That the subject of abortion has so far lurked beneath the surface has irked supporters of abortion rights, including NARAL Pro-Choice America, All Above All Action Fund and Ultraviolet. They thought it was underplayed during the primary debates and wanted NBC's Lester Holt to pose a question about it in the first general election debate. (Abortion did not come up at all.)

The woman who leads Trump's anti-abortion coalition, Susan B. Anthony List president Marjorie Dannenfelser, has previously said she believes Mitt Romney lost in 2012 in part because he failed to galvanize anti-abortion voters by painting President Obama as extreme. (A representative for Dannenfelser did not respond to an interview request.)

Clinton could theoretically present an opportunity for such a contrast: Dawn Laguens, the executive vice president of Planned Parenthood Action Fund, which has endorsed Clinton, called her "the boldest candidate ever when it comes to women’s health and women’s rights."

But Trump is an unpredictable advocate for that case. When the topic has turned to abortion, the Republican nominee's ever-shifting positions on abortion policy — at one point, three in one day — has made his base nervous and presented a challenge to his opponents.

Dannenfelser was among the conservative activists who preferred Ted Cruz during the Republican primaries because they worried about Trump's previous declarations, including telling NBC News in 1999 that he was "very pro-choice," and his ongoing praise of Planned Parenthood.

Trump famously told MSNBC's Chris Matthews in March that "there has to be some form of punishment" for women who have abortions, before retracting it.
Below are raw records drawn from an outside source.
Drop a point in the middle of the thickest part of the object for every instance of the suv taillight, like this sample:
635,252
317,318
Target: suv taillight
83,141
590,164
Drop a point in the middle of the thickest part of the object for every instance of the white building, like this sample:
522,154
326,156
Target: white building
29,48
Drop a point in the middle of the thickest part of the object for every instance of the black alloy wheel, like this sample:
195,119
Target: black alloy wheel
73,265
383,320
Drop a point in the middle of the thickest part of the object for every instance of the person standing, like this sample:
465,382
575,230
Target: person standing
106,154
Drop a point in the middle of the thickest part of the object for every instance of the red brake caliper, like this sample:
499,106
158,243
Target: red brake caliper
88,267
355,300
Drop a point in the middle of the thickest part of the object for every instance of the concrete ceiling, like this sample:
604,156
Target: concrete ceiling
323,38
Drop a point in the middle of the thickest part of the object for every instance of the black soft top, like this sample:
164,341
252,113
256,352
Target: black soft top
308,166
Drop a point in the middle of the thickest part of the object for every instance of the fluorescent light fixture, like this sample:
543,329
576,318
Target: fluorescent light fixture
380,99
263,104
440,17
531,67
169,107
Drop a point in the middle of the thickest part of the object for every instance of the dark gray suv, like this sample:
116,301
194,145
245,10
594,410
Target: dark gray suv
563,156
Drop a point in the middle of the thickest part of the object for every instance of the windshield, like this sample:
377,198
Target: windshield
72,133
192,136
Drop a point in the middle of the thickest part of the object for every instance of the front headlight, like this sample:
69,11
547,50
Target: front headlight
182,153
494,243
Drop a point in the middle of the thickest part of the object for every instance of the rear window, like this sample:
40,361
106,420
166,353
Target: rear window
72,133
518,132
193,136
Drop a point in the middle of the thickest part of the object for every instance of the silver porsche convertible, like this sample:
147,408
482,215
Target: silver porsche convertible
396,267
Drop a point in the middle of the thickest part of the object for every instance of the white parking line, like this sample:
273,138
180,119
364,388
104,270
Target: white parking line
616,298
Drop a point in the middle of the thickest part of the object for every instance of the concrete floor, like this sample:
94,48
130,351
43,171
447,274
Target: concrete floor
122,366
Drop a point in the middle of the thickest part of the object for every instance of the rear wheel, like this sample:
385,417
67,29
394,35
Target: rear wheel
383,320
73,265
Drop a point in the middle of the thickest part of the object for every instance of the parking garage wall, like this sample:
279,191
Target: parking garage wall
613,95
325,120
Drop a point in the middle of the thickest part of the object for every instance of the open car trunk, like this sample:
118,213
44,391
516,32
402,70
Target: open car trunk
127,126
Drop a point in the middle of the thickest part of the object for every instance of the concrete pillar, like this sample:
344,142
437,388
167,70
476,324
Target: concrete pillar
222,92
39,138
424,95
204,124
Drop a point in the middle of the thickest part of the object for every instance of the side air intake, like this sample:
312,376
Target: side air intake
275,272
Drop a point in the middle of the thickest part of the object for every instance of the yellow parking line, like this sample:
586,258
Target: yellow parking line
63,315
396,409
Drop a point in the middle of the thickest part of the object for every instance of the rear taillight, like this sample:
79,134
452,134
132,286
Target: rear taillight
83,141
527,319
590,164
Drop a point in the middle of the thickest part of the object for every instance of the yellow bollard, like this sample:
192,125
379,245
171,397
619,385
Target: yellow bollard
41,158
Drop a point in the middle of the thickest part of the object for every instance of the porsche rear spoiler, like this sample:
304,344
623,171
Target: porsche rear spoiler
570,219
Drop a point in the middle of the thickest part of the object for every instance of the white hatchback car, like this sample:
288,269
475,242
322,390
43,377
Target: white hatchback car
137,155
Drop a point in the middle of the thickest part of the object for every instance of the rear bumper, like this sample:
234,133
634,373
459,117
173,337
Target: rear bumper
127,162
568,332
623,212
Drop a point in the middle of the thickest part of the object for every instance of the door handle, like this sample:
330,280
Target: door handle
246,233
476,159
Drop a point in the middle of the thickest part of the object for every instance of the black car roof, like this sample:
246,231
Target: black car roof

Anti-abortion groups swiftly repudiated the statement, saying they only want to prosecute doctors.

But Trump's subsequent list of presumed anti-abortion picks to the Supreme Court and his choice of Pence have since helped his case with these activists.

"Mike Pence was working to defund Planned Parenthood before it was cool," Dannenfelser told Breitbart this week.

Pence's long anti-abortion track record includes most recently signing legislation banning abortion in the case of fetal anomaly and requiring women who have abortions to arrange for cremations or burials for all embryonic or fetal remains. (It has been temporarily blocked by a federal court.)

As for Kaine, he had a mixed record on abortion rights as Virginia's governor but earned 100 percent scores from NARAL and Planned Parenthood as senator. "I’ve taken a position which is quite common among Catholics," he said on NBC's "Meet the Press." "I’ve got a personal feeling about abortion, but the right role for government is to let women make their own decisions."

That hasn't thrilled many abortion rights activists, who have been pushing for a less apologetic and bolder stance -- and gotten one from Clinton.

It also hasn't satisfied groups like the National Right to Life Committee, whose president, Carol Tobias, said, “Sen. Kaine is good at hiding behind his Catholic background -– but no one should be fooled. His record, and his openly declared legislative goals, are as pro-abortion as they come.”

Whether these nuances will be parsed in the vice presidential debate Tuesday or beyond remains to be seen.